Yes! Finally. Flight attendants may soon stop nagging us about turning off our phones and laptops. As the New York Times reports, an FAA advisory panel is meeting this week to iron out new recommendations governing consumer electronics for airliners. The recommendations, which could become FAA policy and go into effect next year, would lift many restrictions currently in place.
For example, according to the Times, passengers would be allowed to read e-books, listen to podcasts, and watch video on their electronics devices during takeoff and landing. Passengers would still have to turn off Wi-Fi and refrain from texting while the aircraft takes off and lands, and phone calls would still be prohibited "throughout the flight." However, there would no longer be a need to turn off phones, laptops, e-readers, and the like.
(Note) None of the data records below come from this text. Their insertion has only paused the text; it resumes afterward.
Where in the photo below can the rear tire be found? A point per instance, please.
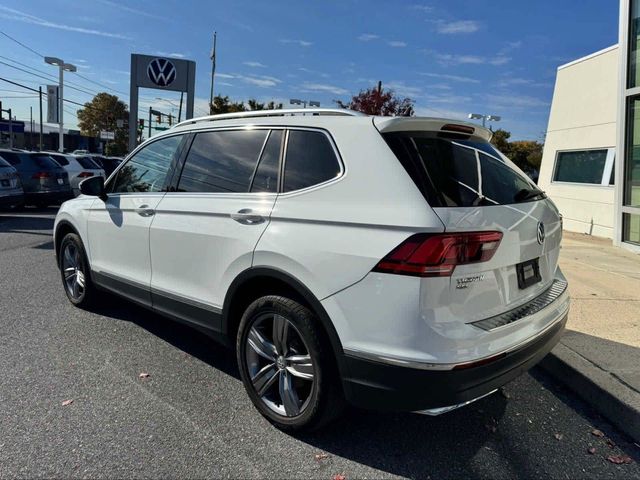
(75, 272)
(286, 365)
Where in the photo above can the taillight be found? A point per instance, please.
(427, 255)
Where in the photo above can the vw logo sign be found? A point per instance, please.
(161, 72)
(540, 233)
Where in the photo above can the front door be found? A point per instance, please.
(204, 234)
(118, 228)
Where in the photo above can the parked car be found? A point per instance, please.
(108, 164)
(398, 263)
(43, 180)
(11, 192)
(78, 167)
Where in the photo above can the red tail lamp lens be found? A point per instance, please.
(425, 255)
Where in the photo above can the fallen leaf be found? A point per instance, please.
(619, 459)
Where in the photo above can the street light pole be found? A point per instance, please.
(62, 67)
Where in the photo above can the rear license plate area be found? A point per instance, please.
(528, 273)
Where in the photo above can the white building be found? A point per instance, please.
(591, 161)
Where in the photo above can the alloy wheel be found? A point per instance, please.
(280, 366)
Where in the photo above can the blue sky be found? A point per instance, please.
(452, 57)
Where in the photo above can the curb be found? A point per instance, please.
(613, 399)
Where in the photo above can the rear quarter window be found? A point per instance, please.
(310, 160)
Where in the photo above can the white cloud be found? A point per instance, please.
(455, 78)
(403, 89)
(459, 26)
(322, 87)
(126, 8)
(16, 15)
(367, 37)
(516, 101)
(302, 43)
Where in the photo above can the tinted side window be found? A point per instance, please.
(266, 177)
(310, 160)
(147, 170)
(222, 161)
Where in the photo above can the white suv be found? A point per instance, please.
(398, 263)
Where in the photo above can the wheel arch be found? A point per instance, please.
(258, 281)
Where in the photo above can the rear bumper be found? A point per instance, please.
(382, 386)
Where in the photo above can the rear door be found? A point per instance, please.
(205, 232)
(472, 187)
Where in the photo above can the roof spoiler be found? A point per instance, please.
(407, 124)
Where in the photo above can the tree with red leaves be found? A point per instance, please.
(377, 101)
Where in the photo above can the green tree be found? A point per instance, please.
(225, 105)
(378, 101)
(102, 113)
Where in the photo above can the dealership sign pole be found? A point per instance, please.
(159, 73)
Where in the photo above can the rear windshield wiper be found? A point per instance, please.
(527, 194)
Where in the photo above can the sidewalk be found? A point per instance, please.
(599, 356)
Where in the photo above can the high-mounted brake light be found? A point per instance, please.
(426, 255)
(452, 127)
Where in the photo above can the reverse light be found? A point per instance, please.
(427, 255)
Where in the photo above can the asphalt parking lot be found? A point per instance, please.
(191, 418)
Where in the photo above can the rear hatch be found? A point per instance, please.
(472, 187)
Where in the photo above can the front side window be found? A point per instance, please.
(310, 160)
(222, 161)
(147, 170)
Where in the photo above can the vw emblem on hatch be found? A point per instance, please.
(161, 72)
(540, 233)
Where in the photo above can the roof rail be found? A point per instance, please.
(272, 113)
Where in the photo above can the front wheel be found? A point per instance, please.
(286, 366)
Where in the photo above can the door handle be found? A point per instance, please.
(145, 211)
(247, 217)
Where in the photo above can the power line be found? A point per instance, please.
(21, 44)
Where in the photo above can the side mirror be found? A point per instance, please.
(93, 186)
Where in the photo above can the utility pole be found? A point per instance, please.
(213, 72)
(40, 92)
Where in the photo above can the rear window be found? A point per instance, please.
(459, 172)
(44, 161)
(86, 162)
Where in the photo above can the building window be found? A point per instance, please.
(633, 77)
(594, 167)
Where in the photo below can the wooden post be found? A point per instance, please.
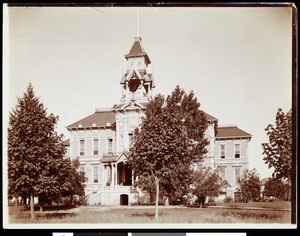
(157, 198)
(32, 207)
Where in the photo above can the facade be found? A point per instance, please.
(102, 140)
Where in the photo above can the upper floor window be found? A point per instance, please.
(130, 135)
(237, 151)
(81, 147)
(222, 171)
(81, 168)
(96, 175)
(96, 146)
(110, 142)
(237, 173)
(121, 139)
(222, 150)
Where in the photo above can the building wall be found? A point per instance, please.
(90, 160)
(231, 166)
(126, 123)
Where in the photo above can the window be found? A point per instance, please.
(121, 139)
(237, 150)
(237, 173)
(96, 174)
(81, 147)
(222, 171)
(109, 150)
(96, 145)
(81, 168)
(222, 150)
(130, 135)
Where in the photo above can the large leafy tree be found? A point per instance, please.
(170, 140)
(36, 163)
(250, 185)
(278, 152)
(276, 188)
(207, 183)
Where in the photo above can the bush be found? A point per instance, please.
(228, 200)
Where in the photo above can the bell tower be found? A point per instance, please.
(137, 86)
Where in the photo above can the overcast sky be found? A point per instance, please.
(236, 60)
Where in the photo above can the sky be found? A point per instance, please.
(238, 61)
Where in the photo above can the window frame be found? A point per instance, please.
(237, 155)
(96, 147)
(96, 180)
(222, 145)
(81, 147)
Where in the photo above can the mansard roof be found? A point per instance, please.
(231, 132)
(108, 158)
(137, 50)
(98, 119)
(209, 117)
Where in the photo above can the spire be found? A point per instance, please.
(137, 22)
(137, 50)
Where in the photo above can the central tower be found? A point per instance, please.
(137, 86)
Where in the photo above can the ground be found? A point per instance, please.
(271, 212)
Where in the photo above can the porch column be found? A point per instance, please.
(112, 174)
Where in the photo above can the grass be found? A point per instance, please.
(280, 205)
(146, 215)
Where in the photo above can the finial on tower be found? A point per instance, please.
(137, 21)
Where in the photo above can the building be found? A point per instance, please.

Many of us already flaunt the rules, of course, either deliberately or by accident. The Times quotes a study by the Airline Passenger Experience Association and the Consumer Electronics Association that says "as many as 30 percent of passengers" claimed to have "accidentally left a device on during takeoff or landing." Considering the prevalence of devices that are designed to be put to sleep rather than turned off—like tablets—I suppose that's hardly surprising.
While there have been isolated reports of incidents, the Times says regulators "have never been able to establish conclusively that electronic devices interfered with flight instruments." The paper also quotes "aviation experts" who claim that consumer electronics devices don't use enough power to cause disturbances.